Finally, the aggregated total reward in Figure 4c confirms the superior overall performance of the Q-learning controller. Its positive average reward indicates a well-balanced trade-off between comfort preservation and energy efficiency, whereas both rule-based agents yield negative values, revealing their difficulty in simultaneously satisfying the multiple objectives embedded in the reward structure.
Overall, the results presented in Figure 4 demonstrate that the policy learned during the single-house pre-training phase generalizes effectively when deployed on the physical model. The Q-learning agent consistently outperforms the deterministic baselines across all metrics, combining comfort stability, reduced energy consumption, and improved global reward. These findings validate the robustness of the pre-training strategy and confirm the suitability of reinforcement learning for residential energy management in dynamic and uncertain environments.
Table 4 provides a quantitative summary of the main performance indicators for all controllers. The table complements the graphical results by enabling a direct comparison of absolute and relative improvements, highlighting the superior stability and efficiency of the Q-learning agent relative to the deterministic baselines.

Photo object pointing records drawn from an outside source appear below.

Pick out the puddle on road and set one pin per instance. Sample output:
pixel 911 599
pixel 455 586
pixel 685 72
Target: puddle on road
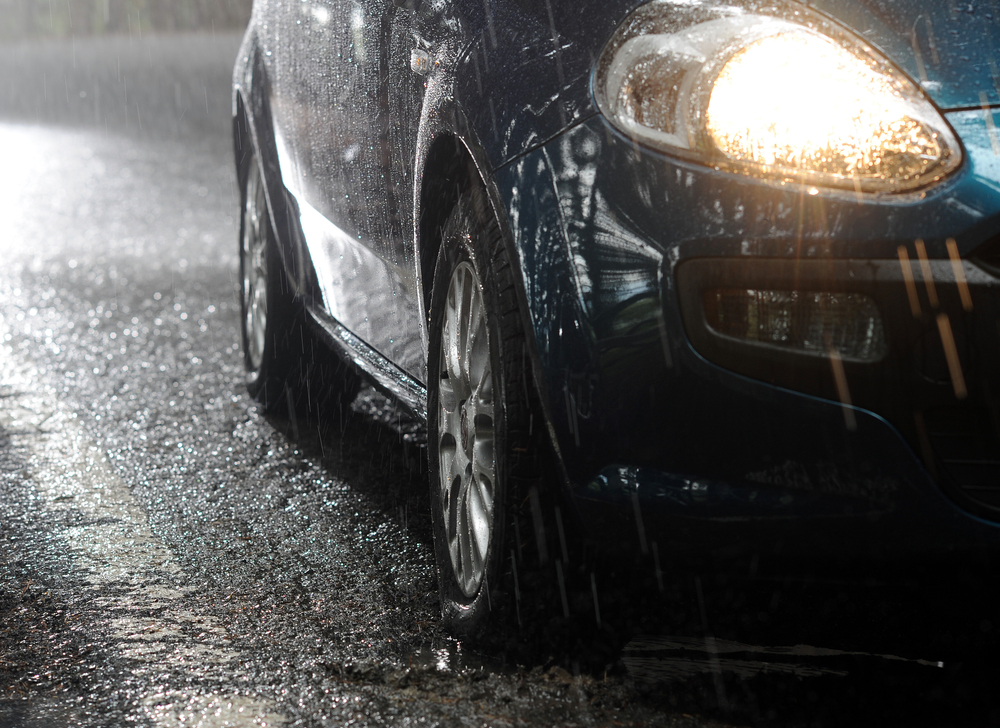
pixel 654 659
pixel 150 618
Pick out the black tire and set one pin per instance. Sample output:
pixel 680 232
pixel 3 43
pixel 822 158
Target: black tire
pixel 270 318
pixel 473 244
pixel 289 372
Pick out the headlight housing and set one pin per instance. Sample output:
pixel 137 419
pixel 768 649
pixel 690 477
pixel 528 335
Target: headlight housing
pixel 776 92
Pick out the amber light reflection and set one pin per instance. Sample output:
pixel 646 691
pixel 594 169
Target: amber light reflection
pixel 801 103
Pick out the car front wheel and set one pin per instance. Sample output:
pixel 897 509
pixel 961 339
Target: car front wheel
pixel 478 414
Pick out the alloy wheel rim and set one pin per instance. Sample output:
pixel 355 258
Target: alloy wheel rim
pixel 466 429
pixel 254 265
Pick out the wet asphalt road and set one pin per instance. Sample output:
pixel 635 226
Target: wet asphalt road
pixel 169 556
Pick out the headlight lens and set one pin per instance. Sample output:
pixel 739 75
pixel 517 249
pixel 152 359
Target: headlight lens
pixel 769 97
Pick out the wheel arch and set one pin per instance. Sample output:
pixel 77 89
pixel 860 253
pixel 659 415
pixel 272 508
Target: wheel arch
pixel 254 136
pixel 453 164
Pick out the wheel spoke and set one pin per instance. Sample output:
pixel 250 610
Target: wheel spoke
pixel 466 428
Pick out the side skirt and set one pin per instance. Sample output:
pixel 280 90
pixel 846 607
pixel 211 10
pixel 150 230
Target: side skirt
pixel 386 376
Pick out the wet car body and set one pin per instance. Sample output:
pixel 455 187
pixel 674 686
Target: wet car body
pixel 369 116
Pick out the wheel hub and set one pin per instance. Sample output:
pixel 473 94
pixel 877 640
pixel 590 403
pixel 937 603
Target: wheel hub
pixel 466 429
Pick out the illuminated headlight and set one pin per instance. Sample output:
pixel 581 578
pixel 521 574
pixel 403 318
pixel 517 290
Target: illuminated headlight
pixel 790 99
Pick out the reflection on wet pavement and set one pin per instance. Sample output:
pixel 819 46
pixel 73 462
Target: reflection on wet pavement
pixel 169 556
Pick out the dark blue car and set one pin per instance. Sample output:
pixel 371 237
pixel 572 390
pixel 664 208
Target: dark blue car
pixel 702 280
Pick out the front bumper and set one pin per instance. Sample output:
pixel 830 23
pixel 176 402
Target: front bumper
pixel 660 443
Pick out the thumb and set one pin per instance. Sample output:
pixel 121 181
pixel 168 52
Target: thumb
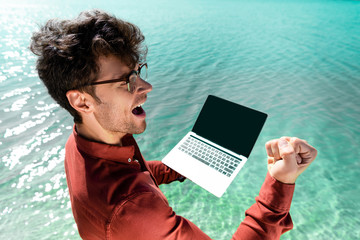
pixel 286 151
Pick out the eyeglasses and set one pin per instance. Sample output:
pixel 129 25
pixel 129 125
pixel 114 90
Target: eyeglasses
pixel 129 79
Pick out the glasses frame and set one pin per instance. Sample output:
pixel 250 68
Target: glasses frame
pixel 126 79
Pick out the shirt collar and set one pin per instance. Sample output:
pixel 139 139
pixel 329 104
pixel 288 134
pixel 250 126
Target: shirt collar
pixel 106 151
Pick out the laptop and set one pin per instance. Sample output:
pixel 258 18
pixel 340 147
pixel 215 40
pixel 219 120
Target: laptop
pixel 215 150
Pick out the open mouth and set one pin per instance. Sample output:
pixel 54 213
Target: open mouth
pixel 138 110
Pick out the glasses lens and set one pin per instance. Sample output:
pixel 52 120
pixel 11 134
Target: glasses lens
pixel 143 73
pixel 132 82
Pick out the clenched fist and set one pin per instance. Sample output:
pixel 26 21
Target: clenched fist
pixel 288 157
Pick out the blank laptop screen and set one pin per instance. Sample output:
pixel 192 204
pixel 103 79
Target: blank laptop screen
pixel 229 125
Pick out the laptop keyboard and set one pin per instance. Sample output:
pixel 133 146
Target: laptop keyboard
pixel 210 155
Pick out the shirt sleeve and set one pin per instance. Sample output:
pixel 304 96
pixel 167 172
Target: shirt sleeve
pixel 269 217
pixel 163 174
pixel 147 216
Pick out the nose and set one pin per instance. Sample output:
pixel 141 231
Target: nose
pixel 142 86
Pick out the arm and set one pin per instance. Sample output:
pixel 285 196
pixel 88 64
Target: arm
pixel 148 216
pixel 163 174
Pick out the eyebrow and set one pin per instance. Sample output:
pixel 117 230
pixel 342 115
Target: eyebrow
pixel 118 79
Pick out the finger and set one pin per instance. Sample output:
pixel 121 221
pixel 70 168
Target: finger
pixel 268 149
pixel 287 151
pixel 275 149
pixel 271 160
pixel 306 151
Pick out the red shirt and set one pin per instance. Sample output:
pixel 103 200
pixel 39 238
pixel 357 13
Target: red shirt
pixel 114 194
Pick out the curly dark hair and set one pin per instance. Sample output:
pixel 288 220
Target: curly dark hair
pixel 68 52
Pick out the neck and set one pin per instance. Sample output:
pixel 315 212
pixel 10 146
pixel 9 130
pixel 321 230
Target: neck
pixel 96 133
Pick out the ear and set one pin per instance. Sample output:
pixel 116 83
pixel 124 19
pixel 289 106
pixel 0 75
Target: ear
pixel 80 101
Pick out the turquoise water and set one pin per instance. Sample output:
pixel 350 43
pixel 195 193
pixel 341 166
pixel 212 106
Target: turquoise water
pixel 299 61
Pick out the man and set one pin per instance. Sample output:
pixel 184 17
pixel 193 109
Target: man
pixel 94 66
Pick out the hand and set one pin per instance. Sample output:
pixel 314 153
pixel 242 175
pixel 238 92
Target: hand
pixel 288 157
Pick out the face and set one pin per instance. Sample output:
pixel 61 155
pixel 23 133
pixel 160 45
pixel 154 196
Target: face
pixel 119 111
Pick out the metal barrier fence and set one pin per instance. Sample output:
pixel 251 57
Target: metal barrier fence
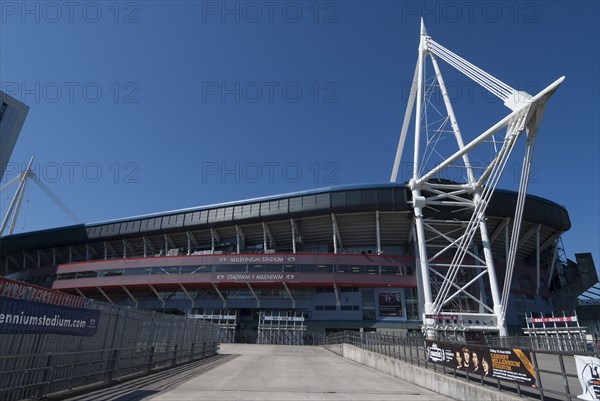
pixel 128 341
pixel 545 343
pixel 555 372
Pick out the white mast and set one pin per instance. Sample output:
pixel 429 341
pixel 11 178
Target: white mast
pixel 450 262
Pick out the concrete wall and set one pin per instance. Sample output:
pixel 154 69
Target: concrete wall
pixel 440 383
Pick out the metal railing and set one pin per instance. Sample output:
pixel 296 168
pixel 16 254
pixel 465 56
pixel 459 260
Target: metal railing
pixel 555 372
pixel 128 341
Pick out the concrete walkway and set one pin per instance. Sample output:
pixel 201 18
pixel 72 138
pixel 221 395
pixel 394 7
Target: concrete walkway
pixel 290 373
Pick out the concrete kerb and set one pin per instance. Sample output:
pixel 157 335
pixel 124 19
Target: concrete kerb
pixel 441 384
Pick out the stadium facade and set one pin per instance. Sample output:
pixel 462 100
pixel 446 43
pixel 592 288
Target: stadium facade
pixel 12 118
pixel 342 257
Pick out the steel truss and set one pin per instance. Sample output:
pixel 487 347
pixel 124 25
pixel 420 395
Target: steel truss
pixel 451 235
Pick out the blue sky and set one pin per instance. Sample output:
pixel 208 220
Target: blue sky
pixel 147 106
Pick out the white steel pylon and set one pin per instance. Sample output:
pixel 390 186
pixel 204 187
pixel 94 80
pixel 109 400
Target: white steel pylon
pixel 453 244
pixel 12 213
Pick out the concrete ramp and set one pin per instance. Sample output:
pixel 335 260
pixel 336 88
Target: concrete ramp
pixel 287 372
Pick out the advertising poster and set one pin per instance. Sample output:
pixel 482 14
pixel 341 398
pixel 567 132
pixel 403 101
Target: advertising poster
pixel 588 371
pixel 498 363
pixel 19 316
pixel 390 304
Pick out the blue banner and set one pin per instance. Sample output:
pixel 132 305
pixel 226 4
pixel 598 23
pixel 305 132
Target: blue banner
pixel 19 316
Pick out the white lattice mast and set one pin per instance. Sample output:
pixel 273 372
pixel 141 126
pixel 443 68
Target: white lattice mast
pixel 12 213
pixel 449 250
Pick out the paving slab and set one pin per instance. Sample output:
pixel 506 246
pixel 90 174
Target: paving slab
pixel 290 373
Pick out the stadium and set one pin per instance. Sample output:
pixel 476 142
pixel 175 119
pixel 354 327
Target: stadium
pixel 341 258
pixel 451 258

4.2. Renewable Energy Community Results
Building upon the insights gained from the single-house pre-training phase, this section presents the results of the full-scale deployment of the proposed learning framework within the Renewable Energy Community.
All eleven agents operate simultaneously within a shared environment, exchanging energy and adapting their decisions according to the collective reward structure. The goal is to evaluate the stability, scalability, and adaptability of the pre-trained policies when exposed to multi-agent interactions and realistic community dynamics.
Figure 5 provides an overview of the community cumulative reward under the four learning configurations considered in this study. Each panel corresponds to a different exploration and training setup, allowing a direct comparison of the resulting collective behavior.
Figure 5a illustrates the static deployment scenario, where all agents operate deterministically using the pre-trained Q-tables without further updates. The reward trajectory is smooth and stable, confirming that the policies learned during the single-house phase generalize effectively when deployed concurrently in the community. This configuration serves as a baseline for assessing the impact of additional training or exploration.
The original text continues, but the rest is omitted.